'Don't cry, we're going to die together' - German mother reveals what her daughter told her as their house was swept away by floods

'Don't cry, we're going to die together' - German mother reveals what her daughter told her as their house was swept away by floods

'DON'T cry, we're going to die together' - were the words a mother heard from her daughter's mouth as their house was ripped apart by floodwater.

The woman, who spoke anonymously, lived in the German town of Schuld, which has been utterly devastated by the recent flooding.

She miraculously escaped with her life, along with the rest of her family, but was left dumbstruck by her daughter's touchingly poignant words.

"I say to myself, I should be happy we're alive ... but my children don't have a home anymore. What will I do now? I don't know," the woman said outside the ruins of her former home on Sunday.

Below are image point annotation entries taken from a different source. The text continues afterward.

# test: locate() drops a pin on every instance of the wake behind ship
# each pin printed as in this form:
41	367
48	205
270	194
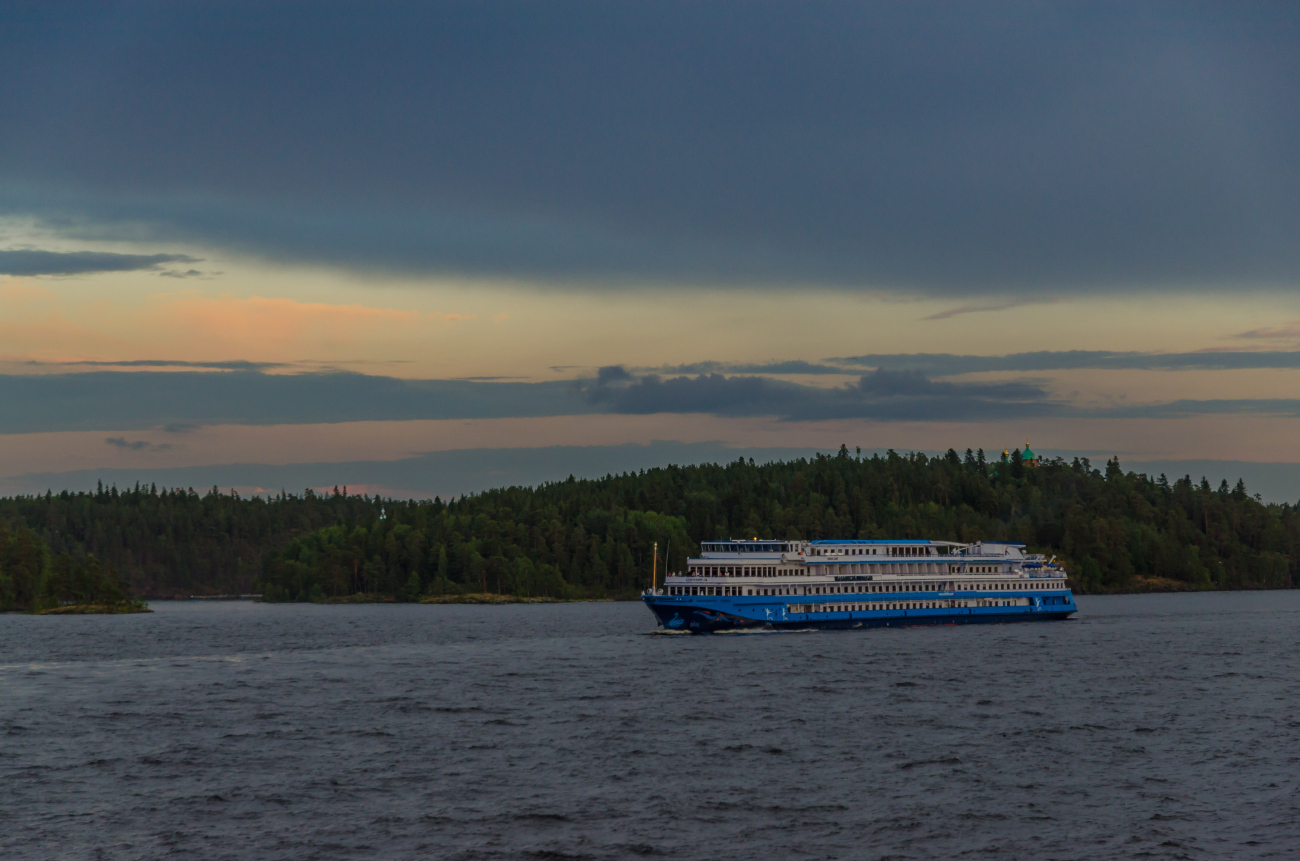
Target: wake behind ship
858	584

At least 180 people are confirmed to have lost their lives during what is fast becoming Europe's most destructive series of floods in modern memory, and with hundreds of home destroyed and thousands of residents still unaccounted for, the dear toll is expected to keep climbing.

The floods were triggered by torrential downpours which dumped three months of rain across parts of Germany, Belgium, the Netherlands and Luxembourg last week.

A man walks past a car stuck in the channel, on July 16, 2021, in the pedestrian area of Bad Muenstereifel, western Germany, after heavy rain hit parts of the country, causing widespread flooding.

An aerial view shows a man near a truck covered in debris after the floods caused major damage in Schuld near Bad Neuenahr-Ahrweiler, western Germany, on July 18, 2021

SCHULD, GERMANY - JULY 18: German Chancellor Angela Merkel (3rdR) and Rhineland-Palatinate State Premier Malu Dreyer (R) talk to a resident during their visit in the flood-ravaged village of Schuld on July 18, 2021 in Schuld, near Bad Neuenahr-Ahrweiler, Rhineland-Palatinate state, western Germany. 

The rains have thankfully now ceased, but homes, businesses and infrastructure across huge swathes of countryside have been destroyed and will now need to be rebuilt.

Germany's finance minister indicated the repair costs will likely be in the "billions".

Visiting the town of Schuld on Sunday, German Chancellor Angela Merkel struggled to find words to describe the scene that greeted her.

Merkel said she came away from the town with "a real picture of, I must say, the surreal, ghostly situation."

"It is shocking - I would almost say that the German language barely has words for the devastation that has been wreaked," she added.